【デトロイト08】キャデラックの燃料電池クロスオーバー

▲プロボークは燃料電池クロスオーバー・ビークルのコンセプト。フロントフェンダー・ベントには充電ポートが備わる。

▲ドアミラーやドアハンドルをはじめ、エクステリアは空力に配慮したデザインを採用。ルーフには太陽電池を搭載する。

▲クロームトリムは毒性の少ない原料から製造されたものを装着。メーターパネルには燃料電池とバッテリーの出力計が備わる。

▲シートやドアトリム、インパネ下部には有害科学物質を使用していないレザーを採用するなど環境負荷低減に配慮している。
 ゼネラルモーターズは、1月7日に米国ラスベガスで開幕した世界最大の家電見本市、CES(コンシューマー・エレクトロニクス・ショー)で、水素燃料電池を搭載したクロスオーバー・ビークルのコンセプトカー、キャデラック・プロボーク(Provoq)コンセプトを発表。1月13日に開幕する北米国際自動車ショー(デトロイトショー)にも引き続き出展する。

 このコンセプトカーは、GMの次世代駆動システムであるE-flexシステムを採用した最新モデルで、第5世代の水素燃料電池システムを搭載。全長4580mm、全幅1850mm、全高1703mmのボディサイズは同じGMグループのSUVであるオペル・アンタラ/サターン・ビュー/GMCトレイルの3兄弟に酷似。ただし、2906mmのホイールベースはこの3台より200mm程長くなっている。

 燃料電池システムは、通常エンジンが納まるボンネットフードの下に搭載。水素タンクはラゲッジフロア下に備わり、700バールの圧力で合計6kgの水素が充填可能となっている。水素はここからボンネット下の燃料電池スタックへ供給され、連続最大88kWの電力を発生。リチウムイオン・バッテリーは車輌中央部に搭載され、最大9kWhの電力を蓄電可能。燃料電池をアシストするために最大60kWの電力を供給する。バッテリーの充電は、左右のフロントフェンダー・ベントに備わる充電ポートを使用して家庭用電源からも行える。

 航続距離は、1回の水素燃料補給とバッテリー充電で300マイル(約483km)。このうち280マイル(約450km)は水素燃料で、残りの20マイル(約32km)はバッテリーの電力で走行する。

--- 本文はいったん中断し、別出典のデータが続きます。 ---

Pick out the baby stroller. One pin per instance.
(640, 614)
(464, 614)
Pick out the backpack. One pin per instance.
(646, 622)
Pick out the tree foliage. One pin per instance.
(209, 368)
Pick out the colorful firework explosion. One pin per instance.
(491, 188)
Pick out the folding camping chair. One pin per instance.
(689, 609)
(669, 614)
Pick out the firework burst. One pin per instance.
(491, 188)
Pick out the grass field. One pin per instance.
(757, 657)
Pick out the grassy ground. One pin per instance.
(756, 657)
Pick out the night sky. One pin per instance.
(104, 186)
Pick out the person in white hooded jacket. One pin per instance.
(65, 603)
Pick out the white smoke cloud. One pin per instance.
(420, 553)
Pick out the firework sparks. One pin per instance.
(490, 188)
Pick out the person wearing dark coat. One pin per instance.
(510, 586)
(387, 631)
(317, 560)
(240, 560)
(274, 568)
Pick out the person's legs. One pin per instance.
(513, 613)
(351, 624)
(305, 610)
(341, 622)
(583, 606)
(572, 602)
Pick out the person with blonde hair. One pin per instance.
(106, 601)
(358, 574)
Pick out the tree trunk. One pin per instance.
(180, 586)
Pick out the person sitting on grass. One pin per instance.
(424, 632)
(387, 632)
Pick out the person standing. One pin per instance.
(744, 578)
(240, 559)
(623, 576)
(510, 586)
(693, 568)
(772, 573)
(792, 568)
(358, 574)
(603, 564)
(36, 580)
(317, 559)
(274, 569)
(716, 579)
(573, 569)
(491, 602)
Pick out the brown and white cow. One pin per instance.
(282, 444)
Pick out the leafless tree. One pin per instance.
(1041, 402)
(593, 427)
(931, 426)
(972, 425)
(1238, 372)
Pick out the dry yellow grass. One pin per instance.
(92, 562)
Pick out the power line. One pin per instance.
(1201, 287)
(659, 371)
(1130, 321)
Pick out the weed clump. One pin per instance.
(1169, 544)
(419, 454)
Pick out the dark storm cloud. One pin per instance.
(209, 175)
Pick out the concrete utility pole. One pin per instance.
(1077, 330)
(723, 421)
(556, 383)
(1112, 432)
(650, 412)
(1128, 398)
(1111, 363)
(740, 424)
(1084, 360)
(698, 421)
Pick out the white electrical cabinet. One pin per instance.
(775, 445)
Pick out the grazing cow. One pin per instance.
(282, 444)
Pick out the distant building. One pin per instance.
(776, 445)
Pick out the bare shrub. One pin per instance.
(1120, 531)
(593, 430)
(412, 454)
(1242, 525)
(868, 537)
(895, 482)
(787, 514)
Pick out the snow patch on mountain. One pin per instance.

 電気モーターは、フロントが70kWの同軸モーター1基、リアは各40kWの左右独立ハブモーターを搭載し、駆動方式は4WDとなっている。0〜100km/h加速は8.5秒を実現し、前世代の燃料電池車と比較して30%以上向上。実際にはトルクの立ち上がりが大幅に素早くなったため、体感的にはもっと速く感じるという。最高速度は160km/hだ。

 エクステリアは、新型CTSから採用された新世代キャデラック・デザインを用い、大胆かつラグジュアリーなイメージでまとめられた。同時に燃料電池車としてのエネルギー効率向上にも配慮。高速域では空力特性向上のために閉じ、定速域では燃料電池スタックの冷却性向上のために開くフロントグリル・ルーバーや、ボディ下面全体を覆うカバー、ドアに埋め込まれたプッシュ式ドアハンドル、風洞実験により形状を最適化したウインカー一体ドアミラー、スポーク間を透明なカバーで覆った21インチ・アルミホイールなどを採用。さらに、タイヤにはミシュランが専用開発した低転がり抵抗タイヤを、ルーフには室内照明やオーディオ・システム、HDDナビゲーション・システムなどの消費電力をサポートする太陽電池を搭載した。

 インテリアには、完全リサイクル可能な大豆由来材料によるルーフライナーや、有害化学物質を一切使用していないレザー、毒性の少ない材料で製造されたクロームトリムなどを使用し、環境負荷低減にも配慮。また、シフト・バイ・ワイヤの採用により、センターコンソールの収納スペース拡大を実現している。

 このプロボーク・コンセプトは、今回はあくまで燃料電池車コンセプトとしての出展だが、内外装の仕上がり具合はすでにほぼ市販レベルにある。それほど遠くないタイミングでデビュー(ただし燃料電池車としてではなく)するはずだ。